L’innovation apportée par les stablecoins est d’ordre technologique à travers leur transférabilité instantanée et sans frontière, 24h/24, 7j/7, avec la possibilité de les utiliser dans le contexte de « contrats intelligents » c’est-à-dire conditionnant un paiement à la réalisation d’une condition prédéterminée (par exemple, livraison d’un bien, fourniture de documents ou de services). En outre, comme toutes les transactions sur blockchain, les échanges de stablecoins donnent lieu à un enregistrement infalsifiable et disponible à perpétuité.
Un usage encore marginal mais en croissance rapide
A ce stade, l’usage ultra-prédominant des stablecoins est, dans l’écosystème des cryptoactifs, comme instrument de règlement, facilitant la circulation de la liquidité d’un actif ou d’une plateforme à l’autre. Leur très faible volatilité les rend très supérieurs dans cette fonction aux cryptoactifs de première génération (tels que Bitcoin).

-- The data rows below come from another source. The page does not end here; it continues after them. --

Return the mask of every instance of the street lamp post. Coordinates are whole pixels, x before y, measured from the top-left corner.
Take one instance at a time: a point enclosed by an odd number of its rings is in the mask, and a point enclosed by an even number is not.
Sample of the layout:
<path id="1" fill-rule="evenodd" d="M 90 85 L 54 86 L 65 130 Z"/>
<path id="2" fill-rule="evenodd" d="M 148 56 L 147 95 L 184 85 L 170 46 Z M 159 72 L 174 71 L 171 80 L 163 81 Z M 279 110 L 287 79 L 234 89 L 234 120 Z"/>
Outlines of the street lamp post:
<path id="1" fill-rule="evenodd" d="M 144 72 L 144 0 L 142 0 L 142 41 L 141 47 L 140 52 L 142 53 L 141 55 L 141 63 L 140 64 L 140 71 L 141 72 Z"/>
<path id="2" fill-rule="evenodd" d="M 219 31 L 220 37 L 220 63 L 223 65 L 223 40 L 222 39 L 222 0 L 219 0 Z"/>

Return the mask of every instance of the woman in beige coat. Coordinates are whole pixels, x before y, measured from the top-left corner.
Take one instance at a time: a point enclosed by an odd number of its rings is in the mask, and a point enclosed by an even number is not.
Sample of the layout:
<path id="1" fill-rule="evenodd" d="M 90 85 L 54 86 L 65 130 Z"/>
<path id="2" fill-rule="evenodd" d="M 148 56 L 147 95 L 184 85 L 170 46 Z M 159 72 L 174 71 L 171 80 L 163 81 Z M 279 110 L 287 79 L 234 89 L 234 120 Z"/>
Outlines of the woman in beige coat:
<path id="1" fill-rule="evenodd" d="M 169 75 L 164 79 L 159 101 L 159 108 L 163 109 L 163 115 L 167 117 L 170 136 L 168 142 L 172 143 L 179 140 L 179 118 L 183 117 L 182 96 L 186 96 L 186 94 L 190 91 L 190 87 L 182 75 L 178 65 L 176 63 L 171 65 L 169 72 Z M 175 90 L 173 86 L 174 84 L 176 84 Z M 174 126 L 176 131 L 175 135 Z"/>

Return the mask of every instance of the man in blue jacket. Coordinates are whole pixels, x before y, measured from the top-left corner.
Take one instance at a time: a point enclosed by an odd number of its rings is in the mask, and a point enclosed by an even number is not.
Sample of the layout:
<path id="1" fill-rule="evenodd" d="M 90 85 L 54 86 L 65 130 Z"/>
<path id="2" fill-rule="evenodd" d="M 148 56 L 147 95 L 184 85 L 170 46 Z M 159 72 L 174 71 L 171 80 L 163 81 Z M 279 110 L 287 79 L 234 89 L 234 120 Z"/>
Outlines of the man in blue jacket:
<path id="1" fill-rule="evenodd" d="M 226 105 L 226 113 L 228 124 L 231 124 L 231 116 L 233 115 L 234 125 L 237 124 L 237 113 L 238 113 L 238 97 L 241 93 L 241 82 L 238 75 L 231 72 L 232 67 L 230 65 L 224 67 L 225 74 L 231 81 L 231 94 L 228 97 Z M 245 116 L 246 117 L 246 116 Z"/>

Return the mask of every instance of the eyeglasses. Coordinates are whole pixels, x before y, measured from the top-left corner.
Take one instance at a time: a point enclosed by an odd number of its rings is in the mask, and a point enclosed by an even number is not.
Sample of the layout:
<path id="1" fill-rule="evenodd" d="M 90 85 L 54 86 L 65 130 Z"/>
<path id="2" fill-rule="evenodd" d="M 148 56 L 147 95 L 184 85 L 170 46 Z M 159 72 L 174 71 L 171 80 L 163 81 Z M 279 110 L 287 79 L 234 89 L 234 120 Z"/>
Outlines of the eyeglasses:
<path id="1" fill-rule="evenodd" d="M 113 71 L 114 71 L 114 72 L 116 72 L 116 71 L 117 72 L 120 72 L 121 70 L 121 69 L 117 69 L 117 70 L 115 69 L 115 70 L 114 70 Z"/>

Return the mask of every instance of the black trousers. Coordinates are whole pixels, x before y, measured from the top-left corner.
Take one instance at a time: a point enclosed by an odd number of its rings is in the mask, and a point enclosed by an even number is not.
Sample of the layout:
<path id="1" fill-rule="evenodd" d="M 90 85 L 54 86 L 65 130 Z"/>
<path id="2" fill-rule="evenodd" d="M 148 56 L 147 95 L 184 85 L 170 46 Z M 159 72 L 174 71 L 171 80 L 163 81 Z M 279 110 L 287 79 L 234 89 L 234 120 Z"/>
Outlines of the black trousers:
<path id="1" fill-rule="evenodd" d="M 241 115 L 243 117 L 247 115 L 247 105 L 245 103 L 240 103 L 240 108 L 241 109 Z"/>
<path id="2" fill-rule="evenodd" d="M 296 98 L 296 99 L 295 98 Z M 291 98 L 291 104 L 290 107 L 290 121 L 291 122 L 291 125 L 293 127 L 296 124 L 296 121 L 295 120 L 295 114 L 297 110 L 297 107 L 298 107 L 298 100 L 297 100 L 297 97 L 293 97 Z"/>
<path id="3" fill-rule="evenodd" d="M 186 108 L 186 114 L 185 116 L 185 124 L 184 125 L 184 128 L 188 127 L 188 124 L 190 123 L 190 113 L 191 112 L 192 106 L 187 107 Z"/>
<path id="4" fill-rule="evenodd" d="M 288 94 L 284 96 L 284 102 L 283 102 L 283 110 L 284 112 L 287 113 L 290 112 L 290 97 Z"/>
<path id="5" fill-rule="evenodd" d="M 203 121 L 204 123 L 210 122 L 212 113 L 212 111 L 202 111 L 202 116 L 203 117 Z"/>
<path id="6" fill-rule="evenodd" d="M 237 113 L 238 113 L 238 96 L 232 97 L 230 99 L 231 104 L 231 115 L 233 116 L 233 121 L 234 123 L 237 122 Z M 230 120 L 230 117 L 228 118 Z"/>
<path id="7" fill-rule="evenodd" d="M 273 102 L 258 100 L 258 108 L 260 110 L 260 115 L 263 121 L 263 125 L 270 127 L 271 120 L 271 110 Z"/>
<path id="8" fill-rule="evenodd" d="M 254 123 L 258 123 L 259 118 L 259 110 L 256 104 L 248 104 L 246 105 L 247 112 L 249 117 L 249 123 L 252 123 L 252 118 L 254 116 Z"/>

Un usage encore embryonnaire mais en croissance rapide concerne les paiements ou transferts de fonds transfrontaliers. En 2025, le recours aux stablecoins est estimé à 30 milliards de dollars transactions par jour, moins de 1% des flux mondiaux de monnaie.[3] Leur potentiel n’en est pas moins réel, pour les raisons évoquées ci-dessus, qui pourraient les amener rapidement à concurrencer sérieusement les modalités bancaires traditionnelles, voire les alternatives plus récentes offertes par différents fournisseurs de service « fintech ». On voit d’ailleurs récemment se multiplier de la part de fintechs de paiement comme de spécialistes de paiements traditionnels (tels que les géants américains des cartes de crédit) des annonces de plans de développement de services fondés sur des stablecoins.
Bien que les stablecoins soient désormais encadrés par le règlement MiCA dans l’Union européenne et soumis aux obligations de lutte contre le blanchiment d’argent (AML) et de lutte contre le financement du terrorisme via le règlement AMLR, le niveau de contrôle reste inférieur à celui des opérations bancaires et une fraction des transactions peut encore échapper à une surveillance effective. Cela vaut bien davantage à l’échelle mondiale : les stablecoins sont globalement moins contrôlés, avec de fortes disparités selon les régions. Une partie très significative (estimée à plus de la moitié des transactions[4]), des avoirs et des usages repose sur cette caractéristique. En cela les stablecoins sont peu différent s du cash physique.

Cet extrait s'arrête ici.